なにこれ、めちゃくちゃ読みやすいじゃん。
あの切腹の2年前に書かれた本に対してこんなんじゃ本当はダメなんだろうけど、これが1番素直な感想かな。もっと難しい作品を想像していた。
疾走感?がすごくて本当に読みやすかった。でもその中にも洗練され切った文章力みたいなものが見えて、「こういうことか三島由紀夫」と思えた。
三島由紀夫のあの散り方等々、三島由紀夫という1人の人間に興味が湧いた。
《引用》
ピクニックへでも行こうというように、急に自殺を考えたのだが、強いて理由をたずねると、全然自殺の理由がなかったから自殺したとしか考えようがない。(P6)
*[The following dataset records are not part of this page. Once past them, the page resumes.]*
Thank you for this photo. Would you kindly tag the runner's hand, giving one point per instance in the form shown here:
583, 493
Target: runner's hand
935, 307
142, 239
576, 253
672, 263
それはちっとも支配的なやり方ではなかった。ふしぎな熟練で、すりぬけては、おとこの矜りを少しも傷つけることなしに、蛇が苺の葉のおもてへ出てくるように、男の体の上へ抜け出ているのだった。(P106)
「一体あなた何の商売してるの?」
「そんなこと君に関係ないだろう」
「だって好奇心で聞きたいもの」
「男妾さ。それで分かったろう」
「そう?私にゃとても高くて買えないわね」
「お若い御婦人には無料サーヴィスもいたしますよ」(P128)
(2021/4/29)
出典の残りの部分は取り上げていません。